Капитан Лащинский был человек высокий и плотный, с мускулистыми руками, жесткой, как щетина, гривой рыжеватых волос, громадными редкими усами, напоминающими усы моржа, маленькими острыми глазами и красным носом, обличавшим в нем исправного пьяницу.

В чертах его лица, в движениях и в манере говорить, — словом, во всем сказывался типичный искатель приключений и профессиональный рубака.

Что же касается его партнера, лейтенанта Перпиньяно, то он был совершенной его противоположностью, да и моложе этого поляка, которому могло быть уже лет сорок. Чистокровный венецианец, Перпиньяно отличался высоким ростом, сухощавым, гибким и крепким станом, красивым бледным лицом со смуглым отливом, черными волосами и темными, блестящими глазами.

В то время как первый был одет в тяжелую кирасу и на боку у него висел большой меч, второй красовался в изящном венецианском костюме, состоявшем из богатого вышитого камзола, доходившего до колен, полосатых шелковых панталон, башмаков с пряжками и голубого берета с фазаньим пером. Вообще он выглядел скорее пажом венецианского дожа, нежели воином, тем более, что все его вооружение заключалось в легкой шпаге и кинжале.

Игра возобновилась. Видно было, что оба игрока волнуются. Окружавшие игроков далматские солдаты с большим интересом следили за всеми перипетиями их азартного состязания. Раздававшиеся время от времени пушечные выстрелы заставляли колебаться тускло светившую и порядком чадившую лампу.

Никто, однако, не обращал внимания на эти выстрелы, в особенности поляк, не перестававший время от времени делать глоток нежного сладкого кипрского вина прямо из горлышка бутылки, стоявшей у него под рукою на полу.

Лащинский успел проиграть еще дюжину цехинов, когда в палатку вдруг вошел новый посетитель в широком черном плаще и украшенном тремя голубыми перьями шлеме на голове. Бросив взгляд на игроков, вошедший произнес с легкой иронией:

— Прекрасно! Здесь идет веселая игра в то время как турки изо всех сил стараются разрушить бастион святого Марка и подведенная ими мина постоянно угрожает ему!.. Но пусть хоть мои люди берут оружие и следуют за мною. Опасность очень близка.

Пока далматские солдаты торопливо собирали свое оружие, поляк поднял голову и пронизывающим взглядом смерил с ног до головы говорившего.

— А, капитан Темпеста! — насмешливым тоном воскликнул он. — Вы бы и один могли защитить бастион святого Марка, не портя нам игры.
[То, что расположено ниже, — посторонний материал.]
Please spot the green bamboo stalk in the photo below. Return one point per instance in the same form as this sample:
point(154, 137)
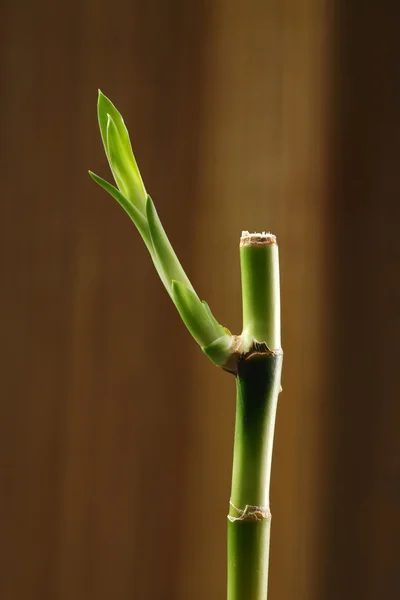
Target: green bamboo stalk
point(254, 357)
point(258, 385)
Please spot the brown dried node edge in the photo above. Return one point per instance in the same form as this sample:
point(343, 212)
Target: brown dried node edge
point(257, 239)
point(258, 348)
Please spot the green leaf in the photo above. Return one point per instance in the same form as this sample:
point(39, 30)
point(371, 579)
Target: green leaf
point(165, 253)
point(136, 216)
point(118, 149)
point(194, 315)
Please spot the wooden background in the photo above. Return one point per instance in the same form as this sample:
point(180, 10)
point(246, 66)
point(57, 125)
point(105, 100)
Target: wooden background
point(115, 432)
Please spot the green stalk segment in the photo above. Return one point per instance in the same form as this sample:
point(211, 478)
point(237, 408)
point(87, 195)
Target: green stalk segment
point(259, 259)
point(258, 385)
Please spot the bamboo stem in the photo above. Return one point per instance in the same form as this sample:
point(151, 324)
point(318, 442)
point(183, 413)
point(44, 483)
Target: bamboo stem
point(258, 385)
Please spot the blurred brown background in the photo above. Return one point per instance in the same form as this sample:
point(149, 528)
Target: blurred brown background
point(115, 431)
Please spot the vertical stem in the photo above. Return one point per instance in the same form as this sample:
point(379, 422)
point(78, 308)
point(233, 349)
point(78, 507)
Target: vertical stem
point(258, 386)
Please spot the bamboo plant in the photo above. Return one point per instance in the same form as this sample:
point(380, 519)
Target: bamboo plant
point(254, 357)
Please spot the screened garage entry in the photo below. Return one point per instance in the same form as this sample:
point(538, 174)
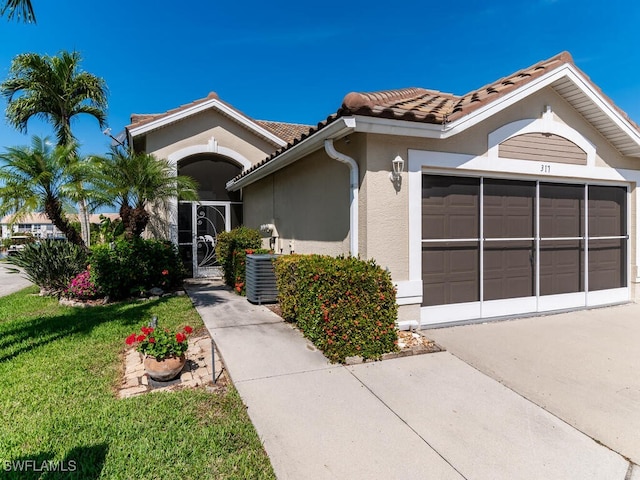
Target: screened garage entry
point(497, 247)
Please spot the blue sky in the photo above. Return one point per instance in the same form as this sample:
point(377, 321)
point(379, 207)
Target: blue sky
point(295, 61)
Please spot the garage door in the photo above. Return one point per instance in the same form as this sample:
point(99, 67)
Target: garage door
point(493, 247)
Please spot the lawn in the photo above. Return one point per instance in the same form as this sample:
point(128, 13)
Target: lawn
point(59, 370)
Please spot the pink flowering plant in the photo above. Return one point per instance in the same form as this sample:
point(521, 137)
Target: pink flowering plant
point(160, 342)
point(82, 287)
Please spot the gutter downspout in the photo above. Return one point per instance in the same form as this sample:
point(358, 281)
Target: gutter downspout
point(354, 178)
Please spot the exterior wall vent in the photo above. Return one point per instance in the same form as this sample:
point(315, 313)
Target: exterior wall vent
point(261, 279)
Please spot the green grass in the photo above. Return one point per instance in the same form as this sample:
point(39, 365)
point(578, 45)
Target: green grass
point(59, 369)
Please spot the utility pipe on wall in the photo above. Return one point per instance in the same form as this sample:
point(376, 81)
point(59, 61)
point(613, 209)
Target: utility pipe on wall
point(354, 178)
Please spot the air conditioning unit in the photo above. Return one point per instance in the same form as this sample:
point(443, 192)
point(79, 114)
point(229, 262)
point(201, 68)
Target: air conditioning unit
point(261, 279)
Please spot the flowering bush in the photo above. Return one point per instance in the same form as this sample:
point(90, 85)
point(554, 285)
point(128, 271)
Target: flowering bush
point(82, 287)
point(345, 306)
point(126, 268)
point(160, 342)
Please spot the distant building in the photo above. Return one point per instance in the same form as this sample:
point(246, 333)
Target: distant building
point(39, 225)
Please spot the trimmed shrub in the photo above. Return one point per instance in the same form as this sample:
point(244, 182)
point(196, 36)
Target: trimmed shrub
point(129, 267)
point(51, 264)
point(345, 306)
point(82, 287)
point(231, 251)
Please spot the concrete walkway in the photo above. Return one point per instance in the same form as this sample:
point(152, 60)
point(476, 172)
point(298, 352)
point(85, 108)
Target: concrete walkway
point(581, 366)
point(429, 416)
point(11, 280)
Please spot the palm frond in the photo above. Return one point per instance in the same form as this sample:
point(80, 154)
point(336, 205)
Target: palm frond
point(22, 10)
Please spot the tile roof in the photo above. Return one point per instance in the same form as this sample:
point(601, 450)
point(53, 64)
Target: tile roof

В эту ночь Фамагусте не суждено еще пасть.

Тот, которого Лащинский назвал капитаном Темпеста, стремительно распахнул полы плаща и схватился правой рукой за эфес своей шпаги.

Это был очень красивый юноша, однако, казавшийся слишком нежным для воина. Среднего роста, стройный и гибкий, с изящно очерченной фигурой, с черными, горящими, как уголья, глазами, маленьким ртом прелестного изгиба, пышными пунцовыми губами, за которыми блестели два ряда мелких и ровных жемчужных зубов, со смуглым цветом лица южного типа и длинными волнистыми мягкими, как шелк, волосами, он скорее был похож на переодетую девушку, нежели на воина. И его костюм отличался богатством, изяществом и особою тщательностью, хотя турки своими постоянными нападениями едва ли могли дать много времени защитникам крепости заниматься туалетом. Он был в полном вооружении. На груди у него сверкал небольшой стальной щит с изображением герцогской короны над тремя звездами. На сапогах звенели серебряные вызолоченные шпоры, а за голубым шелковым поясом была заткнута тонкая гибкая шпага с богато украшенной серебряной рукояткой, какие в то время были в употреблении у французских дворян.